Iran War’s Economic Divide

The Iran conflict may be nearing a resolution, but CNBC reported Friday that the economic fault lines it carved into American society will not close with any ceasefire deal.

Stocks Up, Savings Down

The S&P 500 tells one version of the story. The index fell roughly 8% when hostilities began, then surged nearly 19% from late March onward. It now sits about 10.7% higher for the year. President Donald Trump has publicly celebrated those gains, calling 401(k) balances the highest they have ever been.

But another version plays out at the gas pump. Americans have spent an average of $447 more on energy since the war started, according to Moody’s analysis. The national average gallon of gas sat at $4.39 this week, down 16 cents after the Memorial Day holiday, per AAA data. That decline came as Washington and Tehran appeared to edge toward an agreement on oil tanker flows.

Workers Bear the Heaviest Load

The divergence between market performance and household finances is stark. Real disposable income dropped 0.2% in March and another 0.5% in April, according to Bureau of Economic Analysis figures. The personal savings rate fell to just 2.6% last month. First-quarter GDP growth was revised down to 1.6%.

Corporate profits, meanwhile, have remained robust. Labor’s share of gross domestic income has slid to 51%, the lowest level in nearly eight decades of record-keeping, the Wall Street Journal noted. Workers are effectively subsidizing a booming market they cannot fully access.

Also Read: Fed Holds Rates Steady as Inflation Remains Stubborn

The Roots of the Divide

US inequality was not created by the conflict with Iran. But research from the New York Federal Reserve sharpens the picture. Lower-income households in the Northeast earning under $40,000 annually cut fuel purchases by close to 10% since fighting began. Those earning above $125,000 barely changed their driving habits at all.

The geography matters too. Workers in dense urban corridors can shift to public transit. Elsewhere, many Americans have no alternative but to absorb the cost each time they fill up.

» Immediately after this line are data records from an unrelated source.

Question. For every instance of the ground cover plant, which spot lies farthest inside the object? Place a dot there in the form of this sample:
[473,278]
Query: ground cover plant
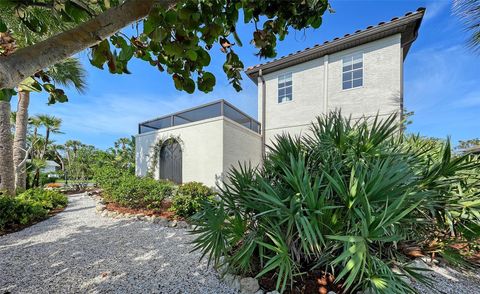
[29,207]
[190,198]
[349,201]
[131,191]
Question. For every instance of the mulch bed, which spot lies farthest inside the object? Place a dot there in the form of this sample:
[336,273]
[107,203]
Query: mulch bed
[164,212]
[18,227]
[314,281]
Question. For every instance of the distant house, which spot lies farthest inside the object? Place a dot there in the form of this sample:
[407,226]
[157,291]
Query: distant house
[50,167]
[360,73]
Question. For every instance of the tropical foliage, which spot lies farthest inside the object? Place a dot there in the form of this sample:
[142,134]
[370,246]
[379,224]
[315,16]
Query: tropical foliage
[30,206]
[350,198]
[190,198]
[130,191]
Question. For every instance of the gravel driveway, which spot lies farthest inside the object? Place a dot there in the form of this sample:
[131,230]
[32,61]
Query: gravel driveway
[80,251]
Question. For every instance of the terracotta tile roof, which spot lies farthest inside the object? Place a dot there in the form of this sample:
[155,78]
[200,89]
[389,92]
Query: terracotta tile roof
[410,18]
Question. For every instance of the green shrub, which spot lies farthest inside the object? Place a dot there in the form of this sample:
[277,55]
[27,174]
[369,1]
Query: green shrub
[15,211]
[345,198]
[44,179]
[190,198]
[49,199]
[131,191]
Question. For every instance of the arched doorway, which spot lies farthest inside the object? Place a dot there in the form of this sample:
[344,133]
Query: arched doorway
[171,162]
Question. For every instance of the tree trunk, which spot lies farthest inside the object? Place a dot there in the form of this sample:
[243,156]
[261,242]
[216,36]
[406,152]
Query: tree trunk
[20,140]
[7,171]
[45,146]
[27,61]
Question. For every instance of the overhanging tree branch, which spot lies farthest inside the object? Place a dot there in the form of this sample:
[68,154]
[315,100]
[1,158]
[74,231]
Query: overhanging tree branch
[27,61]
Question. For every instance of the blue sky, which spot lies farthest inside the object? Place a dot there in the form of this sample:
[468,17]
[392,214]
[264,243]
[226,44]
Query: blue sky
[441,79]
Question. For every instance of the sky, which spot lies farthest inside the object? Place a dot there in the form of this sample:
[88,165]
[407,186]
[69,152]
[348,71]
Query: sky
[442,84]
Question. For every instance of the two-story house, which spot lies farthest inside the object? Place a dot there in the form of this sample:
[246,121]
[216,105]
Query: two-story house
[360,73]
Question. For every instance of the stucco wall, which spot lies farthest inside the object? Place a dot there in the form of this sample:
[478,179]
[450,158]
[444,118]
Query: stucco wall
[202,150]
[240,146]
[381,90]
[209,148]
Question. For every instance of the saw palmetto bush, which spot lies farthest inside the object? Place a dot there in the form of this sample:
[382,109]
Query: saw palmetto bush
[349,198]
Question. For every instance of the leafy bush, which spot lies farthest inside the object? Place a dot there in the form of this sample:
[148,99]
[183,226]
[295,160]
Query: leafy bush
[131,191]
[346,198]
[47,198]
[30,206]
[190,198]
[45,179]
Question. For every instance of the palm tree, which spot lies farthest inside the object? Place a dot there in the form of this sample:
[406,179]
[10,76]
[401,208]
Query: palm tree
[469,13]
[68,73]
[7,170]
[52,125]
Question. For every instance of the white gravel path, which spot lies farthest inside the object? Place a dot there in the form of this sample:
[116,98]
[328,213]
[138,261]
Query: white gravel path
[78,251]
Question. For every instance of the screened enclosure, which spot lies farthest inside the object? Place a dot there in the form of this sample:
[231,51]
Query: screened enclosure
[206,111]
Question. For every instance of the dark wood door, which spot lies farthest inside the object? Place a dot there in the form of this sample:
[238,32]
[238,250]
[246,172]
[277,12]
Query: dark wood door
[171,162]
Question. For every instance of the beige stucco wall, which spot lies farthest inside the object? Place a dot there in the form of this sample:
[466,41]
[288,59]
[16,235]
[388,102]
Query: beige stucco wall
[240,146]
[381,90]
[209,147]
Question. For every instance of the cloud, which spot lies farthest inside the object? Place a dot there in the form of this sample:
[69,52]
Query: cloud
[434,8]
[471,99]
[118,114]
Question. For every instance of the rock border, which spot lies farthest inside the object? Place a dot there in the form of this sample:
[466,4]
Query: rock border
[101,209]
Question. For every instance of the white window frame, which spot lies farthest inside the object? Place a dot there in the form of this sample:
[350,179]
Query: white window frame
[351,59]
[284,77]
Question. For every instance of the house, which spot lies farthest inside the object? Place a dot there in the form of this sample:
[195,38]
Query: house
[360,73]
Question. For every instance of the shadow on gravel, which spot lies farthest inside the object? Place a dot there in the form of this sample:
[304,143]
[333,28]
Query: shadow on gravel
[108,256]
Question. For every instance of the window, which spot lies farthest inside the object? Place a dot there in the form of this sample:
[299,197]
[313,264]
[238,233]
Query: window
[285,87]
[352,71]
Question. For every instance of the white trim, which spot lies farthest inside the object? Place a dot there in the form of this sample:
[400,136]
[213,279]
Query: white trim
[351,55]
[278,79]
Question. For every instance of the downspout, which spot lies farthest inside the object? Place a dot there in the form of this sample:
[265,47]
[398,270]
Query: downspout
[260,75]
[325,84]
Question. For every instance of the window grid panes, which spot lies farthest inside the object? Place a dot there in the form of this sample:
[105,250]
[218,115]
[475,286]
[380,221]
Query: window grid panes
[352,73]
[285,87]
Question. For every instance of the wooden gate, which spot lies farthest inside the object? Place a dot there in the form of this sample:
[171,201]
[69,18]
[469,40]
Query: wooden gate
[171,162]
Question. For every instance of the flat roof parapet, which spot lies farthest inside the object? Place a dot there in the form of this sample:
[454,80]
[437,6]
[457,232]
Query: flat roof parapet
[198,113]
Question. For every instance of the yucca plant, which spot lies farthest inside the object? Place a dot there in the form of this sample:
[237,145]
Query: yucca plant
[346,198]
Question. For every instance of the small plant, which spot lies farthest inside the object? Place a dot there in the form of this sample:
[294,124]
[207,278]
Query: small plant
[47,198]
[132,191]
[30,206]
[190,198]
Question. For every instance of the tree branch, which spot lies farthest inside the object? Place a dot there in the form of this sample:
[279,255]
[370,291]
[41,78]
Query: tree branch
[27,61]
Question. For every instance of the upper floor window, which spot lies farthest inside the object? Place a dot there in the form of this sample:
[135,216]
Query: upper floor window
[285,87]
[352,71]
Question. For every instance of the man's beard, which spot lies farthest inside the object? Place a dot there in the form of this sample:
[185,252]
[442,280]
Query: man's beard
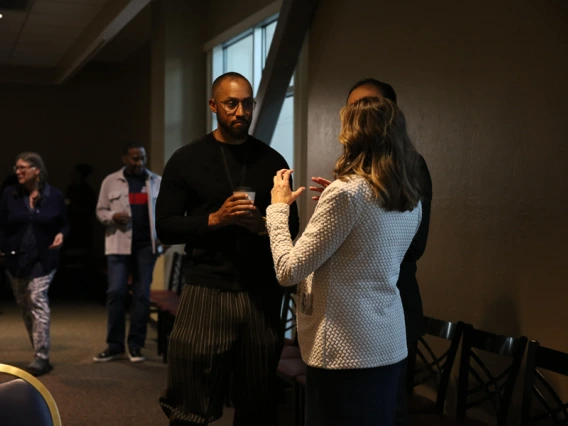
[235,133]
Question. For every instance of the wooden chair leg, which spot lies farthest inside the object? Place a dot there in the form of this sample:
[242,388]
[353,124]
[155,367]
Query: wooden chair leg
[299,405]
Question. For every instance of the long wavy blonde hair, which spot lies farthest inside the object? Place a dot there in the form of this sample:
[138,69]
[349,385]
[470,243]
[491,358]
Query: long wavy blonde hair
[377,147]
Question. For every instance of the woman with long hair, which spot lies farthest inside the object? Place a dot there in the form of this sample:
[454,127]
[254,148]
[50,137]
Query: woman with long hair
[33,226]
[346,264]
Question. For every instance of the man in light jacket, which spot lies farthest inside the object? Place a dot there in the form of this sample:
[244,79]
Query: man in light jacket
[126,207]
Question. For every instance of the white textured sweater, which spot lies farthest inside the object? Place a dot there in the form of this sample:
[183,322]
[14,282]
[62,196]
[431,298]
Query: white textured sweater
[346,263]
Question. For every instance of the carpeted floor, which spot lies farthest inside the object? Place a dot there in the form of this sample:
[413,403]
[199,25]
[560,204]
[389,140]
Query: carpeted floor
[88,393]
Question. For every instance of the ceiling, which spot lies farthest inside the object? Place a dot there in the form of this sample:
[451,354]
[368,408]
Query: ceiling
[48,41]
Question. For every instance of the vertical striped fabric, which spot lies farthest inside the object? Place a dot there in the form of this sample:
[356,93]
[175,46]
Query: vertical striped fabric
[221,340]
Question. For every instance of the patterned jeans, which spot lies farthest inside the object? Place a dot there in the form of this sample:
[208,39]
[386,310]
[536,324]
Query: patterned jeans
[31,296]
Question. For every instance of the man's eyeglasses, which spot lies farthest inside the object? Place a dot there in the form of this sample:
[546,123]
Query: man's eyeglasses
[232,105]
[23,168]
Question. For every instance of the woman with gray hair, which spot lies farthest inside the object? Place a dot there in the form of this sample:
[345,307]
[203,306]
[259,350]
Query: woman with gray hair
[33,226]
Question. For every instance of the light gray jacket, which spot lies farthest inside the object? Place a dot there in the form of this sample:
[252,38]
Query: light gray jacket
[113,198]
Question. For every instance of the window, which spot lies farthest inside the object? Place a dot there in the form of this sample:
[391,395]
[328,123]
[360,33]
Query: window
[246,54]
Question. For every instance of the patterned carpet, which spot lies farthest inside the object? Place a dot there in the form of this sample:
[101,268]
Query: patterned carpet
[88,393]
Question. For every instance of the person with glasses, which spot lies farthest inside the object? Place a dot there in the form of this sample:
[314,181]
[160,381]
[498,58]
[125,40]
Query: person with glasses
[33,226]
[227,329]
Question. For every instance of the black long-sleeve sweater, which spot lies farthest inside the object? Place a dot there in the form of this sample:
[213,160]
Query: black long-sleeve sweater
[195,184]
[407,282]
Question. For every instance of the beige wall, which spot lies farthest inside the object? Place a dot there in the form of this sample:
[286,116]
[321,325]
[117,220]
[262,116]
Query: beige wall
[485,93]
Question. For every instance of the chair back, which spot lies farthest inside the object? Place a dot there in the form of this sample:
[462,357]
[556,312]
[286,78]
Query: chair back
[433,368]
[26,401]
[485,385]
[541,403]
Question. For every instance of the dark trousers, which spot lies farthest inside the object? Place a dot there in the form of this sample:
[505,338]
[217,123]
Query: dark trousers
[141,264]
[221,341]
[358,397]
[404,387]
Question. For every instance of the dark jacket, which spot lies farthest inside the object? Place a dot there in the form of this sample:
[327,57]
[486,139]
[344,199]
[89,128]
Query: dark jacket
[407,282]
[48,219]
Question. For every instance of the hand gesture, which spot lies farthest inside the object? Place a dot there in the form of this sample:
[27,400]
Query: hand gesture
[57,242]
[235,207]
[281,192]
[320,181]
[121,218]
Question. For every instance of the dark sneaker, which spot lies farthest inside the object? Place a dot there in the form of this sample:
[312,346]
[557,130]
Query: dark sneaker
[135,355]
[39,366]
[108,355]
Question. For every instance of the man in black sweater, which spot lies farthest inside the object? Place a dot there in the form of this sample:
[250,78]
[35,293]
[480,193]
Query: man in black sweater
[407,283]
[227,332]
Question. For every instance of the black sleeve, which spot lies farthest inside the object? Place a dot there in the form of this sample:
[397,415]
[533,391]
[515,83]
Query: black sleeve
[294,218]
[172,224]
[3,215]
[418,245]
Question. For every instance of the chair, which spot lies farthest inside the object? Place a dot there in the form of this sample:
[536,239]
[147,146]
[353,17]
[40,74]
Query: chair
[291,366]
[431,368]
[550,410]
[26,401]
[477,385]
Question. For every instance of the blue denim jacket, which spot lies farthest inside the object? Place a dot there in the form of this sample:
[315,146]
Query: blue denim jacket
[113,198]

A Political Bill Coming Due

The widening divide carries real electoral weight. Trump won his second term partly on a promise to tame consumer prices. With midterms approaching in November, Republican candidates face voters whose purchasing power has fallen even as the headline index climbs. A peace agreement may remove the war premium from oil markets. It will not erase the savings households drew down to survive it.